Processed Bytes is supposed to be "the total number of bytes processed by the load balancer over IPv4 and IPv6 ... includes traffic to and from clients", so ideally Processed Bytes should be greater than the "Data Transfer Out". But it was not..?
Our stats showed Processed Bytes to be around what our estimates had predicted for this amount of traffic. But Cost Explorer was showing a number that was 4-5 times that. Time to contact support.
We raised a support request to AWS, but we didn't have high hopes because we were not on the premium support plan. But it was worth a shot.
Next up, we enabled ALB Access Logs to an S3 bucket and let it generate some logs for some time. Upon checking the logs, we were certain that this wasn't a problem at the application level. The access logs showed response size consistent with what we had estimated, no inflation due to extra headers or something like that.
We wondered if there was some other service running that might be communicating over an Elastic IP or public IP instead of a private IP. To check that, we enabled VPC Flow logs to another S3 bucket and let it generate some logs for some time.
We didn't find any services that might be communicating over Elastic IP but we did find some services that could be moved to the same Availability Zone (AZ) and reduced some Regional Data Transfer costs.
After eliminating all possible sources of Data Transfer we still had no clue what was the source of the Cost other than that it was from the ALB. This led to frantic googling and sending/explaining the problem statement to various people.
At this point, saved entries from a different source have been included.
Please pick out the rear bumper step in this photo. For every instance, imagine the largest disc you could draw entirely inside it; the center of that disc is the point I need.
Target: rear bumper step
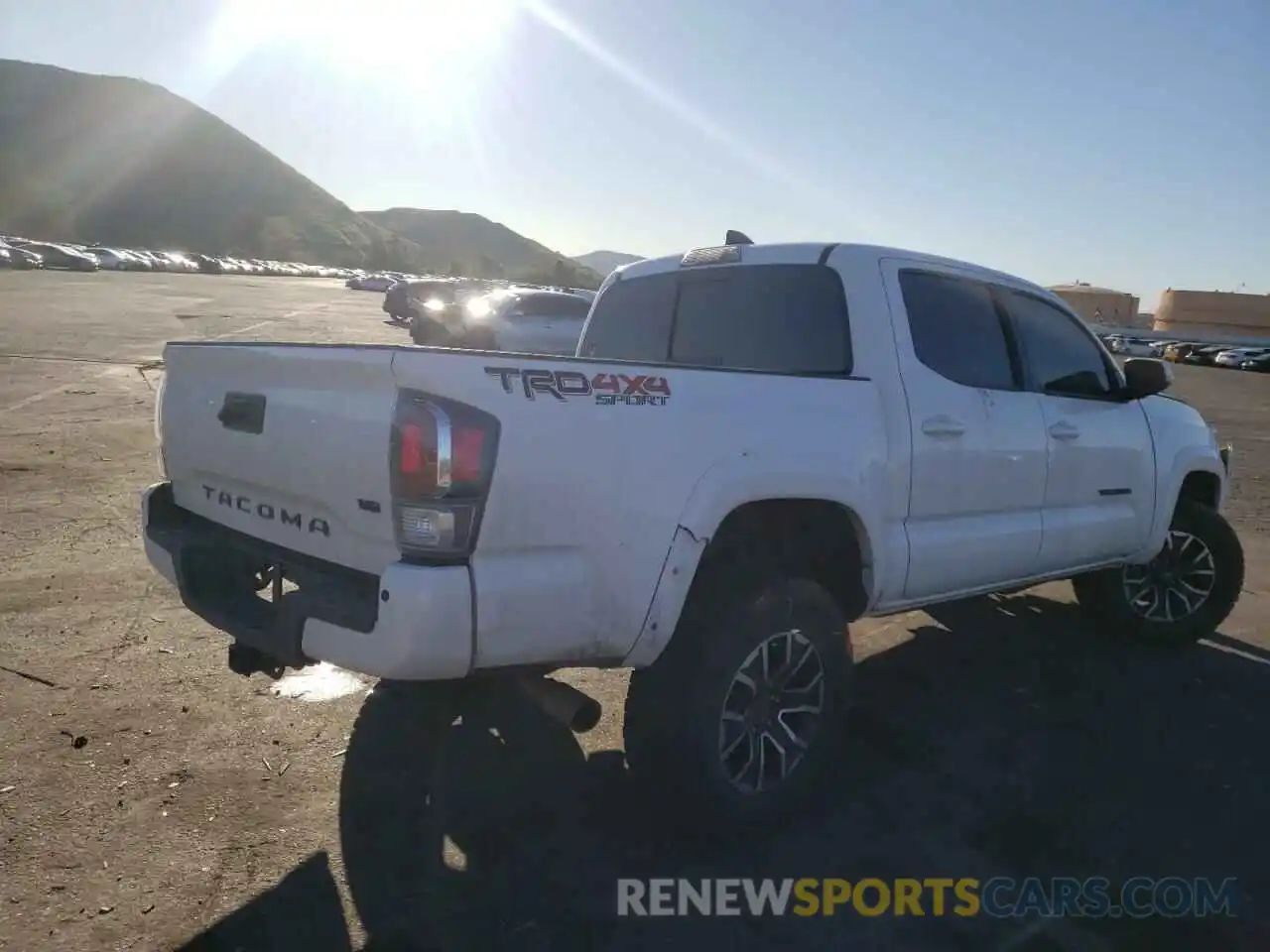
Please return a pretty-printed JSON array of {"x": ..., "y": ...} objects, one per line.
[{"x": 413, "y": 622}]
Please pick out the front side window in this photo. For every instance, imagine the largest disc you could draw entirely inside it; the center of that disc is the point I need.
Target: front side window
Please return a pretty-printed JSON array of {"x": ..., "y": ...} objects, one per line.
[{"x": 1061, "y": 356}]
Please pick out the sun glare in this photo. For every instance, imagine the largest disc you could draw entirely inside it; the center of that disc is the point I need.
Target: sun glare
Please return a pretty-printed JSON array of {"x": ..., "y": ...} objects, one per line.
[{"x": 413, "y": 45}]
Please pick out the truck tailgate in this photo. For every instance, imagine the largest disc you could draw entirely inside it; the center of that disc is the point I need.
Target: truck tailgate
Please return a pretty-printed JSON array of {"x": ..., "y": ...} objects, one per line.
[{"x": 289, "y": 443}]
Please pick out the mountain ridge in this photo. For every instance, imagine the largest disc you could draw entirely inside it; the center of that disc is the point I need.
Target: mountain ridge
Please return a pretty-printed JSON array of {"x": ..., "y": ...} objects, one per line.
[
  {"x": 603, "y": 262},
  {"x": 125, "y": 162}
]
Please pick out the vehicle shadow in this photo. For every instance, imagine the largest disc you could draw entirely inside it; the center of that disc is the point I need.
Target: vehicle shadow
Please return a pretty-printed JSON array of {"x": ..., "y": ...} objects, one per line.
[{"x": 1000, "y": 739}]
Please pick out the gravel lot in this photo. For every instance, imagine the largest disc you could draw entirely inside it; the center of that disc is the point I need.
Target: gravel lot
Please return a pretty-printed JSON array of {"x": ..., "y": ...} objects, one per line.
[{"x": 153, "y": 800}]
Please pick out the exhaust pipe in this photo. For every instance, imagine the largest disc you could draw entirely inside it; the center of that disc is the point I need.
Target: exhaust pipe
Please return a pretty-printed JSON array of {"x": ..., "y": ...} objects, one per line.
[{"x": 562, "y": 702}]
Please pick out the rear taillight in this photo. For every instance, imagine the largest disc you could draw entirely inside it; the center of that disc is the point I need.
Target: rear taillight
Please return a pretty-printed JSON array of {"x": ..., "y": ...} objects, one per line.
[{"x": 443, "y": 458}]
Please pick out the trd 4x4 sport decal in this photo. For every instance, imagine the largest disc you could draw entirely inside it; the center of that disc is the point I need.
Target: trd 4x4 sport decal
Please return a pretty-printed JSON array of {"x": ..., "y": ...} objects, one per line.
[{"x": 607, "y": 389}]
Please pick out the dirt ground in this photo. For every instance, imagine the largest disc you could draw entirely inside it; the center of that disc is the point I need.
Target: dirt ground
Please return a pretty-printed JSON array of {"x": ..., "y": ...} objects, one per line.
[{"x": 151, "y": 800}]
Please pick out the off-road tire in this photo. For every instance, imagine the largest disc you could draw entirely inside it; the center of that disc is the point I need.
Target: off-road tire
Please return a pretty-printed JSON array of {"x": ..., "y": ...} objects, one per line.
[
  {"x": 674, "y": 707},
  {"x": 1103, "y": 597}
]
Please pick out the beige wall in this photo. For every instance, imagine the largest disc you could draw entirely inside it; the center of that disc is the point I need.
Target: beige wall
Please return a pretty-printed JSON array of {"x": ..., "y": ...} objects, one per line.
[
  {"x": 1213, "y": 312},
  {"x": 1116, "y": 308}
]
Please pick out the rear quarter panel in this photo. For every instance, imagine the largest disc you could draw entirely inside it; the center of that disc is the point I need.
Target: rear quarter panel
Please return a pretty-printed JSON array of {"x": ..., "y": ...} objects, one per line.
[{"x": 590, "y": 486}]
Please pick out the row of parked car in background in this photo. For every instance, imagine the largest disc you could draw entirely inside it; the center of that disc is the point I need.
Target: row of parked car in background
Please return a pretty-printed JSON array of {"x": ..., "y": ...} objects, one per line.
[
  {"x": 483, "y": 313},
  {"x": 27, "y": 254},
  {"x": 1242, "y": 358}
]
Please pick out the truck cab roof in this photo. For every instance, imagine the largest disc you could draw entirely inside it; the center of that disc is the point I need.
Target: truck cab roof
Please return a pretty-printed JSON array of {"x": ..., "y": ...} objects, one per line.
[{"x": 808, "y": 253}]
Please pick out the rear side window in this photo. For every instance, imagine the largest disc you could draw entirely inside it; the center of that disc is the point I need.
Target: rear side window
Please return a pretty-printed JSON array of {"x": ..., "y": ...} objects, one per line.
[
  {"x": 1061, "y": 356},
  {"x": 776, "y": 317},
  {"x": 631, "y": 320},
  {"x": 956, "y": 330},
  {"x": 779, "y": 317}
]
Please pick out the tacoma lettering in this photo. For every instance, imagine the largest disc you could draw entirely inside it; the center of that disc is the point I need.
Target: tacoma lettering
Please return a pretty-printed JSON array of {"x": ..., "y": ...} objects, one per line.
[{"x": 268, "y": 512}]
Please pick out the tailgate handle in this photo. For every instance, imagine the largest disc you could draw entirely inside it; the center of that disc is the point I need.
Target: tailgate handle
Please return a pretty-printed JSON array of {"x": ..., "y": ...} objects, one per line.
[{"x": 243, "y": 413}]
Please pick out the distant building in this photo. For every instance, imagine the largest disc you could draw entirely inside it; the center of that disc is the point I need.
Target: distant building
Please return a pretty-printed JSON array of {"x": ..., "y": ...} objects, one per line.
[
  {"x": 1103, "y": 306},
  {"x": 1213, "y": 315}
]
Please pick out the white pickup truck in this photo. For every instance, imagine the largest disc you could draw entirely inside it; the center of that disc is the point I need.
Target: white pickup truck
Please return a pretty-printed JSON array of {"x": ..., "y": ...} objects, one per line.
[{"x": 754, "y": 445}]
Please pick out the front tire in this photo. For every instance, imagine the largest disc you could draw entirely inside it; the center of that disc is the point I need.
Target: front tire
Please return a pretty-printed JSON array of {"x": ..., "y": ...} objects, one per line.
[
  {"x": 1183, "y": 594},
  {"x": 743, "y": 712}
]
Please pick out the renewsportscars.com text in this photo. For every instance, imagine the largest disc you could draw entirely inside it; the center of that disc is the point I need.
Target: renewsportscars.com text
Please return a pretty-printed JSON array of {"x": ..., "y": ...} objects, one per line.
[{"x": 998, "y": 897}]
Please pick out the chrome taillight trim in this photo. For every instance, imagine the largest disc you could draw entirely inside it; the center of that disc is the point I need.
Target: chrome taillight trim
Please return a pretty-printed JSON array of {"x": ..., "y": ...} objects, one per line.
[{"x": 444, "y": 447}]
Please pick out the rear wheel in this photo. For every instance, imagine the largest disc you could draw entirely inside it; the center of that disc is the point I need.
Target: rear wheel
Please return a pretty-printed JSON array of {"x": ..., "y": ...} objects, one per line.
[
  {"x": 743, "y": 712},
  {"x": 1179, "y": 597}
]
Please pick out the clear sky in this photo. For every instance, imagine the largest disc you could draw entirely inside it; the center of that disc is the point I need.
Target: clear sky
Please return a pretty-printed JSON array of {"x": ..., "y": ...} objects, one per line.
[{"x": 1121, "y": 143}]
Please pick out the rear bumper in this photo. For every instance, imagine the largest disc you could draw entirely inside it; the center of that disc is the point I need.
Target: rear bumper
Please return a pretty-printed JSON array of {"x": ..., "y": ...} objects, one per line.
[{"x": 409, "y": 624}]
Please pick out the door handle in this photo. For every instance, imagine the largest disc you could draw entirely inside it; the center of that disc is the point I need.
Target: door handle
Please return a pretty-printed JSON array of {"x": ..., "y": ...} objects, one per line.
[
  {"x": 243, "y": 413},
  {"x": 1065, "y": 430},
  {"x": 943, "y": 425}
]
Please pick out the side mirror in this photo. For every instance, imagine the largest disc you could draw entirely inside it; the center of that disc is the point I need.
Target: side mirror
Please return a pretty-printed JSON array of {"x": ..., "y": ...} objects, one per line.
[{"x": 1144, "y": 377}]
Then over the weekend, trying to think of keywords that would not lead me down to more documentation, I finally found this StackOverflow answer:
I'm curious to know how much total outbound bytes an ELB generates. As far as I can tell, this will be something like
(size of http responses) + (size of SSL handshake transactions)
I can calculate the former by looking at my web server logs. However, I'm having a hard…
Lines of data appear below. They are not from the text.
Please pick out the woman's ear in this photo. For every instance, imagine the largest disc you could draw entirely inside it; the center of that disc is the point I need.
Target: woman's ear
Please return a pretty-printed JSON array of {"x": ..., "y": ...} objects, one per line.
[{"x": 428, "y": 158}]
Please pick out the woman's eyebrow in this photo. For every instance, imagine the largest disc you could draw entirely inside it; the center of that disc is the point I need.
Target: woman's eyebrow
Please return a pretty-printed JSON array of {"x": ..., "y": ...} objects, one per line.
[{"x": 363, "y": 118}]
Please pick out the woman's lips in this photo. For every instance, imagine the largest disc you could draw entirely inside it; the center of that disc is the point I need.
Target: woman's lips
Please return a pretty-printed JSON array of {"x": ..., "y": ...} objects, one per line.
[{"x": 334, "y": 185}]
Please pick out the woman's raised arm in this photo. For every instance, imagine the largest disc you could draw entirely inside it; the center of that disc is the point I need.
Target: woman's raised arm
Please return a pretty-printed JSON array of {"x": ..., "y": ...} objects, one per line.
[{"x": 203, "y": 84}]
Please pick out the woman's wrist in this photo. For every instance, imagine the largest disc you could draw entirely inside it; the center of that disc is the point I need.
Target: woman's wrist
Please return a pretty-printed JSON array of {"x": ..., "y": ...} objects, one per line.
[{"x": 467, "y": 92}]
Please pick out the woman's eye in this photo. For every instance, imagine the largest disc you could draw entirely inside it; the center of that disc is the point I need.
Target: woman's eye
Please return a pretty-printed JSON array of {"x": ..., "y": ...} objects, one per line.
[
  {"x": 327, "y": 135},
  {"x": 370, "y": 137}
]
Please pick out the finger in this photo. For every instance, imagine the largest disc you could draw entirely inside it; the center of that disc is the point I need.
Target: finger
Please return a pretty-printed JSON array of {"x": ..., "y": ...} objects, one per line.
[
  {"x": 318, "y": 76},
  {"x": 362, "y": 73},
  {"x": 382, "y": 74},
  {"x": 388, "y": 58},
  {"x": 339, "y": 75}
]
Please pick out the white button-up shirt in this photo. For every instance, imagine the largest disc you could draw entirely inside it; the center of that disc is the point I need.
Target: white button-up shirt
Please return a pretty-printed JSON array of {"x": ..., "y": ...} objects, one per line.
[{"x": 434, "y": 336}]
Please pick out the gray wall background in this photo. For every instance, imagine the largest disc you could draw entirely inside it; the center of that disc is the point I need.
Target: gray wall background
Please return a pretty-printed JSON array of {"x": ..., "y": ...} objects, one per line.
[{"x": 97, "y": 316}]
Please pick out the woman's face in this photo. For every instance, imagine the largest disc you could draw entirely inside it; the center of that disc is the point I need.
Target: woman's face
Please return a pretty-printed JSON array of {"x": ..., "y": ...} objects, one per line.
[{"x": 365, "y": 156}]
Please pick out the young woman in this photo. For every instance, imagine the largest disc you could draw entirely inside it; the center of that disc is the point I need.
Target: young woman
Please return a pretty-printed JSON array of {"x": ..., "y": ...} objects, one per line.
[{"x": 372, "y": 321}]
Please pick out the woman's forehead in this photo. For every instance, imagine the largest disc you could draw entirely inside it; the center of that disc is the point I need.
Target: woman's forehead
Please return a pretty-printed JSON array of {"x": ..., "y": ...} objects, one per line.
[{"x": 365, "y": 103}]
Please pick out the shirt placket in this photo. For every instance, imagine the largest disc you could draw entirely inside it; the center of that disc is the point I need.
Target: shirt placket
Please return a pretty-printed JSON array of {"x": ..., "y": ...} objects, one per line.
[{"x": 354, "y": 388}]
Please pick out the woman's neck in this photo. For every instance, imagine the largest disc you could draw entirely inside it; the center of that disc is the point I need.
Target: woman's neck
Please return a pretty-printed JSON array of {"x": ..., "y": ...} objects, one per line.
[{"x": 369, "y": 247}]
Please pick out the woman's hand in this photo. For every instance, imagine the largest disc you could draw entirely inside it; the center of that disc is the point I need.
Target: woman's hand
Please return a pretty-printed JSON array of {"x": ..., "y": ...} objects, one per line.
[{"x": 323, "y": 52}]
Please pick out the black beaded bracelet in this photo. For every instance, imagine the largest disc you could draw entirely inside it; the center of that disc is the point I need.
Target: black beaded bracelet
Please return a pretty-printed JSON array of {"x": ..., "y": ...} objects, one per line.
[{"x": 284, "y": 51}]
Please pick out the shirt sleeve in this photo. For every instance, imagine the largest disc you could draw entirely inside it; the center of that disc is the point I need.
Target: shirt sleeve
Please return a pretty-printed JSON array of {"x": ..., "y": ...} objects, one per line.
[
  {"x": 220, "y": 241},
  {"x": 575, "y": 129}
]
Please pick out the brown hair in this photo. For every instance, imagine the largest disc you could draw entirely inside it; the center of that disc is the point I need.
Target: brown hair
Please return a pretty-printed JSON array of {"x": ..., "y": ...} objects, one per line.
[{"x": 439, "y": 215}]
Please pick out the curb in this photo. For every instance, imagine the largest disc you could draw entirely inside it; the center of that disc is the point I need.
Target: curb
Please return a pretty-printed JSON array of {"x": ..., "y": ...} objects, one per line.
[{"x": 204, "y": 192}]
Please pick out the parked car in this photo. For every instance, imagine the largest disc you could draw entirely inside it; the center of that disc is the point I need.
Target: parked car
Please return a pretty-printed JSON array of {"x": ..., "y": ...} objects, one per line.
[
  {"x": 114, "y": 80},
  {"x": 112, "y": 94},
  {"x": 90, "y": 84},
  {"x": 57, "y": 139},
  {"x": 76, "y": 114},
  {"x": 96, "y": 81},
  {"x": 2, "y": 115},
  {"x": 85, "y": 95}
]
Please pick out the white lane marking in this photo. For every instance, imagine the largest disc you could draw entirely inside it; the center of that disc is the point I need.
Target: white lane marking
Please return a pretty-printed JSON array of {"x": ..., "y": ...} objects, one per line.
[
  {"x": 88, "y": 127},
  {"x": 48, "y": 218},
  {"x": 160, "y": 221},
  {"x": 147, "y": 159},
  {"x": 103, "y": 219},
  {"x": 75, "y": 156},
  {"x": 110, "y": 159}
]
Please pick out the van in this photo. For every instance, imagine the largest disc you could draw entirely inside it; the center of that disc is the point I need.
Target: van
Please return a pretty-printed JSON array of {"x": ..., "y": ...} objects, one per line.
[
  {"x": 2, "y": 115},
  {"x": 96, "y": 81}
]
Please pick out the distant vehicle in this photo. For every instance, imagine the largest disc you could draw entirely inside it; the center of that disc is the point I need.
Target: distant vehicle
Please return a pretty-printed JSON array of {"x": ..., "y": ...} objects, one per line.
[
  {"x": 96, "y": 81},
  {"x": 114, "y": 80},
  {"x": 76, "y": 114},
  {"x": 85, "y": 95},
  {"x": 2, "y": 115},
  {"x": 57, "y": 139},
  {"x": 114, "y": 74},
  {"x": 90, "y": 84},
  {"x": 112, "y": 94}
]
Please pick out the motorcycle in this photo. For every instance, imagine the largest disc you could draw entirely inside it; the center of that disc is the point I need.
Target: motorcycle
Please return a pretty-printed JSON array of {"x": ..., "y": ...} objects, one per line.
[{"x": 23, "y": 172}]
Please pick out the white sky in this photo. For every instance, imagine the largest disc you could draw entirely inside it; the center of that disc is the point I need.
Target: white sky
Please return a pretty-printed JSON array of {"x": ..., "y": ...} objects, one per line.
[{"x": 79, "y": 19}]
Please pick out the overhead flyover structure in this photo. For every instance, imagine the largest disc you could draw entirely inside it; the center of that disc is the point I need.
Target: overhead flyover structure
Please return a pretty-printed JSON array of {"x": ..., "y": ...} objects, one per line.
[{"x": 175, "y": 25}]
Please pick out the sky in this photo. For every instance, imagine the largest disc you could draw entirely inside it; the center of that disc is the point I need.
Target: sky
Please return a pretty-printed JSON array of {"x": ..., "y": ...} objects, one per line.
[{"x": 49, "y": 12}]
A. The handshake of a TLS connection is pretty much constant and do not depend on your application. So your function is really : number of connections * ( size of http responses + constant)
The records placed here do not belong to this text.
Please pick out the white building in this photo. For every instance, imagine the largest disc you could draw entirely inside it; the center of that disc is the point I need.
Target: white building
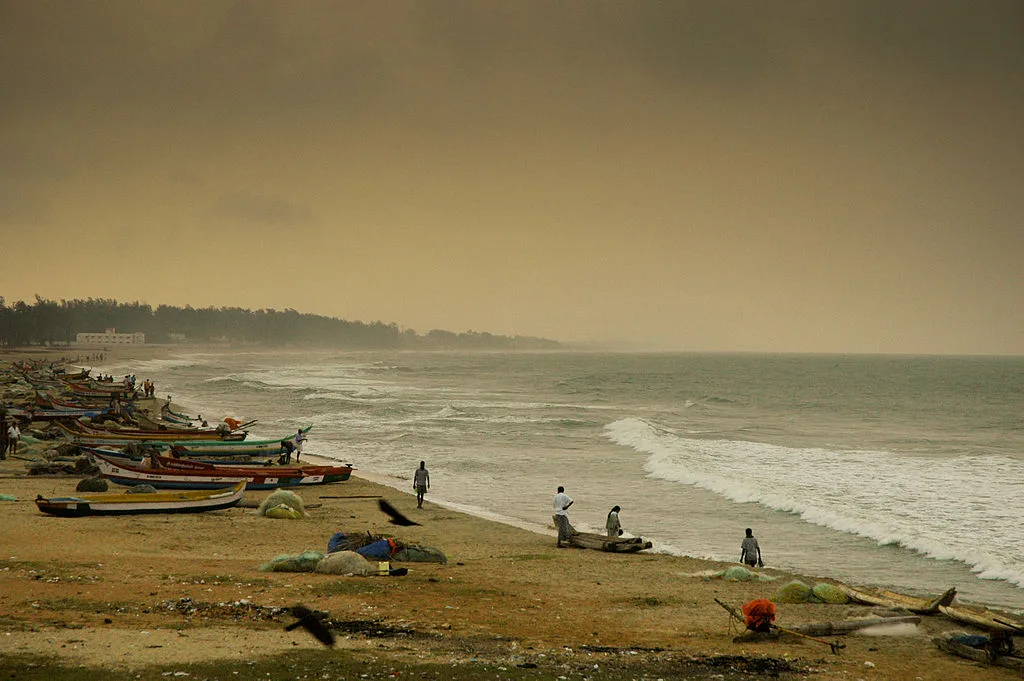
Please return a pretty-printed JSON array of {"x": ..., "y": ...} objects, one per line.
[{"x": 111, "y": 337}]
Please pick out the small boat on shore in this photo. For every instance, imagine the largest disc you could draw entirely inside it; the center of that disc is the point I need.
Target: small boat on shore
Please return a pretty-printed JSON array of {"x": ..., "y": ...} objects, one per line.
[
  {"x": 181, "y": 474},
  {"x": 983, "y": 618},
  {"x": 604, "y": 543},
  {"x": 886, "y": 598},
  {"x": 132, "y": 504},
  {"x": 956, "y": 643},
  {"x": 81, "y": 430}
]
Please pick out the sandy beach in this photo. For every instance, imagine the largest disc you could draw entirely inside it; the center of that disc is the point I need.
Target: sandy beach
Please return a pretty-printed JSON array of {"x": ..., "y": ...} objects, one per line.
[{"x": 147, "y": 596}]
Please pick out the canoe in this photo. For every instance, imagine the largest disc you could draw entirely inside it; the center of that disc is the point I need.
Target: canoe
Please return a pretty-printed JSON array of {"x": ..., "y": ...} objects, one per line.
[
  {"x": 195, "y": 475},
  {"x": 950, "y": 643},
  {"x": 125, "y": 457},
  {"x": 130, "y": 504},
  {"x": 54, "y": 414},
  {"x": 985, "y": 619},
  {"x": 604, "y": 543},
  {"x": 248, "y": 448},
  {"x": 886, "y": 598},
  {"x": 80, "y": 429},
  {"x": 146, "y": 422}
]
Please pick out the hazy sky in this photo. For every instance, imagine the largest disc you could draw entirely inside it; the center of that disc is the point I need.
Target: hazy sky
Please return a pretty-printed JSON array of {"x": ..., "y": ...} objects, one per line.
[{"x": 792, "y": 176}]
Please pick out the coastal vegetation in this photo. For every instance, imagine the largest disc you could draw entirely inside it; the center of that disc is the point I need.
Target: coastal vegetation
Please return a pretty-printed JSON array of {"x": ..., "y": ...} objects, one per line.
[{"x": 52, "y": 323}]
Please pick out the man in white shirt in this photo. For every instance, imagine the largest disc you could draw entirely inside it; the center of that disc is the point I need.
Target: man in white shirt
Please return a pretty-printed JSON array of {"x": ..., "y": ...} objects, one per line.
[
  {"x": 421, "y": 480},
  {"x": 562, "y": 503},
  {"x": 13, "y": 434}
]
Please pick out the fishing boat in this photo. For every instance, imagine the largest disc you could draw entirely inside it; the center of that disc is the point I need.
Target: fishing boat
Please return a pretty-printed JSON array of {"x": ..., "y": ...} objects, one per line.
[
  {"x": 886, "y": 598},
  {"x": 129, "y": 504},
  {"x": 982, "y": 618},
  {"x": 126, "y": 456},
  {"x": 177, "y": 474},
  {"x": 219, "y": 433},
  {"x": 53, "y": 414},
  {"x": 956, "y": 643},
  {"x": 248, "y": 448},
  {"x": 604, "y": 543},
  {"x": 146, "y": 422}
]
And it finally clicked, the missing piece of the puzzle. Since HTTPS was handled directly by the ALB, it wouldn't show in the Access Logs as the instance didn't have to deal with it.
Here is an article that estimates the payload to average ~6.5k (depending on your certificate size). Our response sizes were really small, and this could be a major part of the response size if the user was visiting the site for the first time. Since a lot of the traffic was new, it would be a significant chunk.
That led to even more Googling on how HTTPS might affect AWS ELB costs and we came upon this very good article that also suggested increasing the default timeout for idle connections to 10 minutes for the ALB along with changing the certificate.
We were currently using the default certificate generated by Amazon Certificate Manager (ACM) with the Load Balancer. We tested the size of the TLS handshake with Wormly Test SSL Tool and then replaced it with one generated with Let's Encrypt. To be thorough we also tested TLS handshake sizes of different websites with different Certificate Authorities.
|Certificate Issuer||Certificate Type||SSL Handshake Size (Bytes)|
|ACM||Wildcard (RSA 2048 bits)||5971|
|Let's Encrypt||Single (RSA 2048 bits)||3753|
|Let's Encrypt||Wildcard (RSA 2048 bits)||3702|
|Let's Encrypt||Wildcard (ECC 256 bits)||3323|
|DigiCert||Single (ECC 256 bits)||3311|
|Sectigo||Wildcard (RSA 2048 bits)||6720|
DigiCert was the best with respect to size, but Let's Encrypt was close enough (& free!). ECC certificates are not compatible with some older browsers, so we generated both the smaller ECC and RSA certificates through acme.sh and uploaded them through AWS CLI. The ALB will automatically select the best one depending on the client (read more here).
After adding them to the ALB listener and letting Cost Explorer catch up for a day, we saw a significant decrease in our Data Transfer Out Costs for the same number of requests.
It was still not equal to the estimates we had, but it will never be because we never considered the TLS handshake size in our estimates. AWS Costs really are a mystery until you actually get the bill.